In December 2012, after living in self-imposed exile Canada, Dr. Tahir ul Qadri returned to Pakistan and initiated a political campaign which called for a “democratic revolution”. Qadri called for a “million-men” march in Islamabad to protest government corruption. On January 14, around 150,000 people marched down the city’s main avenue. He said that when he arrived there would be 10 million others with him.
What i found interesting watching this debacle unfold, is many of the Pakistani commentators and politicians have begun to resort to personal attacks against Dr. Tahir ul Qadri, to undermine his efforts of constitutional reform. What stuck me more profoundly was the way many Pakistani politicians have begun to make subtle jibes at his Islāmic standing. Referring to him as a “Molvi Tahir ul Qadri”. Many people from the Indian-subcontinent community would agree, that the word ‘molvi’ is generally used to refer to an alim (an Islāmic scholar). However, it also carries with it a derogatory meaning, a meaning which serves to say, ‘A movli is a person who is backward, arcane and out-of-touch with reality. A person who spends his days and nights in a masjid, head banging against the floor’. More often than not, it is this derogatory meaning which is understood by the word ‘Molvi’.

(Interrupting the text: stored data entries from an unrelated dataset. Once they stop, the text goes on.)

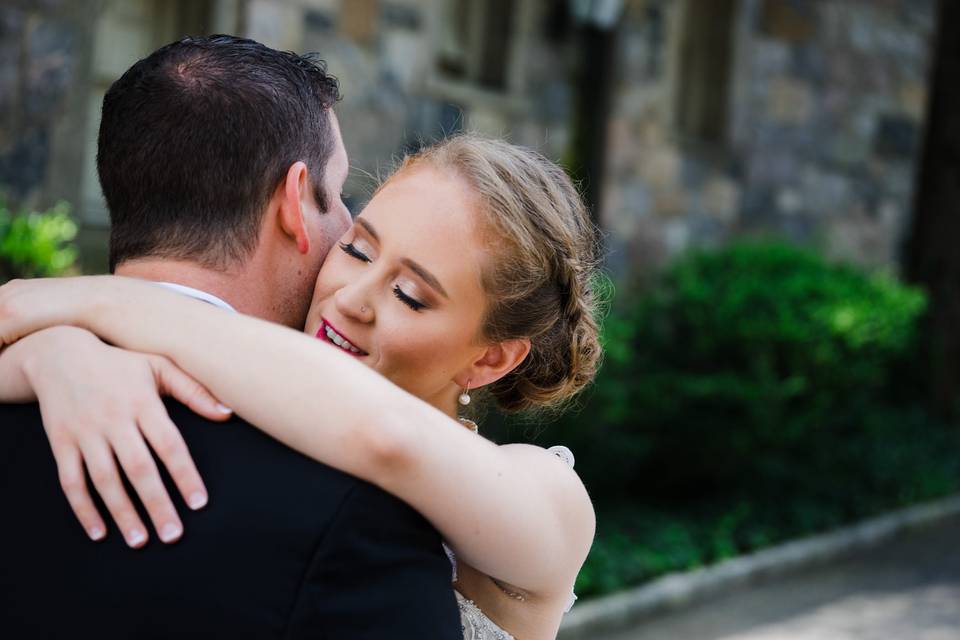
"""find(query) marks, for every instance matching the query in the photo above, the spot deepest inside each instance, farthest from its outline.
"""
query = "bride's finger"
(144, 476)
(106, 479)
(74, 484)
(172, 381)
(167, 442)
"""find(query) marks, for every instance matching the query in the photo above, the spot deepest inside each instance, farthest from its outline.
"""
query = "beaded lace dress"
(476, 625)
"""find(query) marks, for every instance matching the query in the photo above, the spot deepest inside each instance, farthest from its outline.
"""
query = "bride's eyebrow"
(369, 227)
(427, 277)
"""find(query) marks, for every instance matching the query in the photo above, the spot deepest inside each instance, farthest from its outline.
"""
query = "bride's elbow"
(388, 446)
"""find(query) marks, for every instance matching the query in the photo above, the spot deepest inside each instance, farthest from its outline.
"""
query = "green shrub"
(749, 365)
(36, 243)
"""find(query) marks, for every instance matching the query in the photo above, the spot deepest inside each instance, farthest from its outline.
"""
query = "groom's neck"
(236, 286)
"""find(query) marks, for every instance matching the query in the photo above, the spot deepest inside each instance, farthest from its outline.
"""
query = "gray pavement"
(906, 589)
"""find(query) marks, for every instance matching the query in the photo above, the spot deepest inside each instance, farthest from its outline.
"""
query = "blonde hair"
(540, 280)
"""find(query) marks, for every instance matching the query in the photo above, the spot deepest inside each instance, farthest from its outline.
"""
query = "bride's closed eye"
(351, 250)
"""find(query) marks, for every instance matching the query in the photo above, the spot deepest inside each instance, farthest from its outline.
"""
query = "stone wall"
(820, 121)
(44, 53)
(729, 117)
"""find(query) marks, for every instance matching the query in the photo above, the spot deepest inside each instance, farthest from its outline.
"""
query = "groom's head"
(215, 150)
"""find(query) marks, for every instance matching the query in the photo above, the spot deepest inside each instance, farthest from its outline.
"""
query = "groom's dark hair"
(195, 138)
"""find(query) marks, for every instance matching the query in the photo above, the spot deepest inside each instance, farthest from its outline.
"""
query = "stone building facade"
(722, 117)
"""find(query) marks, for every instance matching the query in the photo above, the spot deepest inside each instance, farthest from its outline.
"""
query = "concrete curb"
(682, 589)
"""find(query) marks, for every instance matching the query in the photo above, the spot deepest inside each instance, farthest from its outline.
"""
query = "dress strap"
(563, 453)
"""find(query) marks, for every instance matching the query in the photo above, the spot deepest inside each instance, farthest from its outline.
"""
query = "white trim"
(199, 295)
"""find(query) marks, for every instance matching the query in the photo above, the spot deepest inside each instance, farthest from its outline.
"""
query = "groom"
(222, 163)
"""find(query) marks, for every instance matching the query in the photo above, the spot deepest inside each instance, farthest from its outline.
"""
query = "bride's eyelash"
(351, 250)
(407, 300)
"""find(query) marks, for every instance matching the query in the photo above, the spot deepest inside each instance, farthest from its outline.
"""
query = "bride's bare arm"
(515, 513)
(87, 416)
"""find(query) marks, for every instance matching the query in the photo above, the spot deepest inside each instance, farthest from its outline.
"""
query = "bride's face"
(403, 286)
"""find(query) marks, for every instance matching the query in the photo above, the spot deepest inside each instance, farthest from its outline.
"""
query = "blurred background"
(774, 180)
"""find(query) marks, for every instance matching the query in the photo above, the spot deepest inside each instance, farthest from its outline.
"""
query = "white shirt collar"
(199, 295)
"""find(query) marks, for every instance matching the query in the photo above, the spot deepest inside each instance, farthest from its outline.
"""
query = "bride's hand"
(100, 404)
(31, 305)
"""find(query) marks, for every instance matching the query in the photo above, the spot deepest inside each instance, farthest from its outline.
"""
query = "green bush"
(749, 365)
(36, 243)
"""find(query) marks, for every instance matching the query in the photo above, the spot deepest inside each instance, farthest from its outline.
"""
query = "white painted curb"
(676, 590)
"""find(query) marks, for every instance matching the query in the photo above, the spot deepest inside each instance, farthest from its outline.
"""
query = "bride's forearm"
(28, 356)
(509, 512)
(301, 391)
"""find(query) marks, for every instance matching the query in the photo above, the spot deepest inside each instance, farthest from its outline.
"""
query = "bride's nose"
(352, 301)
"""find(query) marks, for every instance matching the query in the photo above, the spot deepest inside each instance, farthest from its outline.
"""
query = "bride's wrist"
(42, 353)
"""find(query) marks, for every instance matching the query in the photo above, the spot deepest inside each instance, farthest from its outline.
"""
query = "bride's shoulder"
(554, 464)
(552, 469)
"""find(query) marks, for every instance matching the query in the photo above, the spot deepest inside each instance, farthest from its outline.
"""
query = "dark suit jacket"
(286, 548)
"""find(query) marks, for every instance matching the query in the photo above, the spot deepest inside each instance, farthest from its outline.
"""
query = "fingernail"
(197, 500)
(170, 532)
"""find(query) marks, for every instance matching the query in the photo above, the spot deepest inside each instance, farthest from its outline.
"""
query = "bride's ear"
(496, 361)
(293, 195)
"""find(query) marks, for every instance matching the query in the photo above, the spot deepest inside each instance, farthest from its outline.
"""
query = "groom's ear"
(295, 199)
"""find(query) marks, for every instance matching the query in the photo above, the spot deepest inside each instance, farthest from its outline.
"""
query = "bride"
(469, 271)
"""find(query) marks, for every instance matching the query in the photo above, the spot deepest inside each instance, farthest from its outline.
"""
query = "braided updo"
(539, 282)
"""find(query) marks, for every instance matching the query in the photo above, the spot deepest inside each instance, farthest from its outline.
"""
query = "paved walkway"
(906, 589)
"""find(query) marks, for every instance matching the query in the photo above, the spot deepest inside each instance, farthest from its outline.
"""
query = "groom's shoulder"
(240, 451)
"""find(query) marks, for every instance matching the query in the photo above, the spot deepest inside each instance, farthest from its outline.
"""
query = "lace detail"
(476, 625)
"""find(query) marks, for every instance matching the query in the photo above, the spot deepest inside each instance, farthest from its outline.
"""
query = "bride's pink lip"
(322, 335)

In using the word ‘Molvi’ on Dr. Tahir ul Qadri, in effect what these politicians and political commentators are saying is, ‘this man is out-of-place. He should be focusing his attention only on religious issues and leave the rest, the real life issues of running a country for example, to us. He has no right to make a stand or pass a judgement on us. We are above and beyond his “movli” issues’.
I am no fan of Dr. Tahir ul Qadri, I do not condemn his works nor do I praise his views. But, what I am a fan of is, the truth and protecting the deen. In effect, what these deluded, US backed Pakistani pseudo-politicians are doing is they are trying to marginalize and limit the potential Islāmic influence Dr. Tahir ul Qadri’s efforts may have. Undoubtedly, an Islāmic scholar with a reputable standing will make his primary concern to base laws more akin to Islāmic values. By tying together the derogatory remarks of ‘Molvi’, with Dr. Tahir ul Qadri what they are hoping to do is to win over the many of the modernist Pakistani population. The subtleties of these tactics are blindingly obvious. In effect saying, ‘look, if you go along with this “molvi”, then guess what? Pakistan will be over run by these, backward, dirty, unshaven Movlis. Life will become harder and you wont be able to enjoy your western lifestyles so openly’.

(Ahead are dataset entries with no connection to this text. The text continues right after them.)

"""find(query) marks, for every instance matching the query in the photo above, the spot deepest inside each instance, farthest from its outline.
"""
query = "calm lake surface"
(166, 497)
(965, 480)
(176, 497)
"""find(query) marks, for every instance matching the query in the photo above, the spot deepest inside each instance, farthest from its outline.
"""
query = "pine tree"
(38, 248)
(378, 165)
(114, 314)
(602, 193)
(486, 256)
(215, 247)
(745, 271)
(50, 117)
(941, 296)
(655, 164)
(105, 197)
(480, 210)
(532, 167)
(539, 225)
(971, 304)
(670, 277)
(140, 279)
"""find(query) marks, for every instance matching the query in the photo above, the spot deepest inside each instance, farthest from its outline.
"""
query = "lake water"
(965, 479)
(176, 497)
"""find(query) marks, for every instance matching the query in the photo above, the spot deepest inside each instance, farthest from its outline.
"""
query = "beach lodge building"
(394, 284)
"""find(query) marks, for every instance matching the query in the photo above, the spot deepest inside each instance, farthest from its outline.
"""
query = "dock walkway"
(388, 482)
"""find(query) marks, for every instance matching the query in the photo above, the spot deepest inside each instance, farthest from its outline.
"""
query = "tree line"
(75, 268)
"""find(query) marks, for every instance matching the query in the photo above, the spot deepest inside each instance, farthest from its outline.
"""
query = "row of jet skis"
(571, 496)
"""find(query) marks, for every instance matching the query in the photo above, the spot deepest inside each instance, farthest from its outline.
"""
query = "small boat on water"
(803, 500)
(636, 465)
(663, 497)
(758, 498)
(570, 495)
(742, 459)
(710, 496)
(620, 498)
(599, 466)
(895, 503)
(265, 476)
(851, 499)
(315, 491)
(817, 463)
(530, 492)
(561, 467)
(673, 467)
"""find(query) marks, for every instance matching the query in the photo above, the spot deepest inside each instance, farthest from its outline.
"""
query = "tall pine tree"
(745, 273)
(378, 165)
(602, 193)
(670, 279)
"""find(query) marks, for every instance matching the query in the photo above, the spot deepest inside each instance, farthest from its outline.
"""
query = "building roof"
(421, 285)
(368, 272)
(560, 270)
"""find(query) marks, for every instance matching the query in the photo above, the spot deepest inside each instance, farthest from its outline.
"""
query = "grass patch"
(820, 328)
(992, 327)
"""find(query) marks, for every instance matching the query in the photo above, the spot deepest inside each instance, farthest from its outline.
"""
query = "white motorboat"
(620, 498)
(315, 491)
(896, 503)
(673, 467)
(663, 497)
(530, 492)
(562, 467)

We live in a time in which anyone who is even remotely seen a religious person is automatically shunned as a ‘ancient, arcane and a lost soul’. Even if he has an array of PhDs’ attached to his name, like Dr. Tahir ul Qadri!
These demeaning and derogatory attacks on religious personalities is nothing new. From the beginning of time, man has always tried to cast out the religious person from his gatherings. From prophets, to revivalists of Islam. All have faced the same tricks; being labeled as a madman, a disturbed person, a person who is insane, etc. The sad thing is, people who think they will be seen as an advance person by stepping over religious dogma/ethics have another thing coming. They are harming no one but themselves, as ultimately, where will you go at the end of the day? We will all go back to Allah. So, a man can carry on deluding himself by thinking he will side step the one true monotheistic religion, Islam and the laws of God. He will not reach far, but have to crawl back, crying.